TV watching by Shutterstock
Two people watching a large-screen tv.

About 814 million people tuned in to watch China’s Lunar New Year program on state-run CCTV last week, more than seven times the ratings of the Super Bowl, making the program the world's most-watched event of 2014 so far.

For comparison, the Super Bowl on Feb. 2 drew 111.5 million viewers, making it the most-watched show in U.S. television history. The London 2012 Olympics opening ceremony drew about 900 million viewers.

China Central Television (CCTV) has broadcast the country's five-hour-long, commercial-free New Year celebration, known as Spring Festival Gala, every year since 1983. Chinese families gather to make jiaozi dumplings and watch the show, which features singing, dancing and mini dramas, as well as cross-talk dialogues, martial arts and opera performances, according to CCTV.

More than 700 million people watched the show on CCTV this year, about the same number as last year. And the number of viewers watching online with PCs, laptops, phones or tablets grew 15 percent from last year to 110 million.

Leading Chinese comedy film director Feng Xiaogang led the event and was the first director ever chosen from outside CCTV to direct the gala.

Notable performers included South Korean pop star Lee Min-ho, Harlem Yu from Taiwan, the French actress Sophie Marceau, Hong Kong singer Kelly Chen, actor Tony Leung, pianist Lang Lang and comedian Zhao Benshan.

Many of the performances featured horses, as 2014 is the year of the horse in the Chinese zodiac.

The show also mentioned the “China Dream” multiple times, a socialist idea of collective prosperity and unity endorsed by President Xi Jinping. One of the singers interpreting the "China Dream" idea was mocked by bloggers for making no real progress, as he was walking and running on a treadmill.
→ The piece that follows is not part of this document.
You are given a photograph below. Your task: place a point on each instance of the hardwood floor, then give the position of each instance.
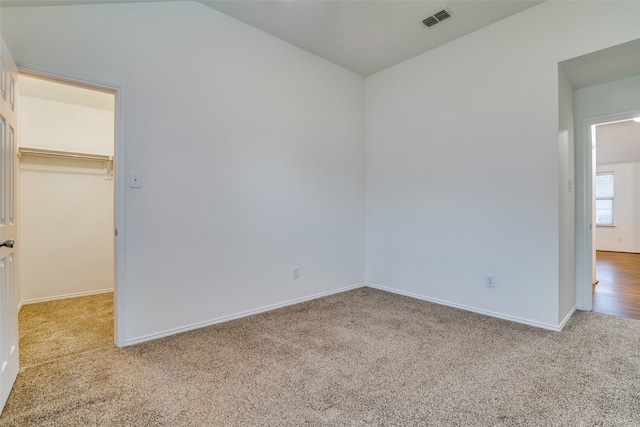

Apparently that's not the only part of the show that turned viewers off. More than 60 percent said they were disappointed with the program, according to one survey by the China News Network. Several young viewers posted photos online of their families, especially of older family members, falling asleep during the program.

"Are you sick of the same old CCTV New Year’s gala regurgitating worn-out political slogans in song and dance?" one writer at the Epoch Times, a newspaper in New York with a focus on China, wrote.

Chinese rocker Cui Jian, known as China’s Bruce Springsteen and whose music is reminiscent of the 1989 pro-democracy movement, was scheduled to appear but then cancelled over censorship concerns.

Many Spring Festival galas hosted by state media and regional ministries were banned by the Communist Party.

CCTV has banned commercials from the program in the past few years in order to encourage austerity.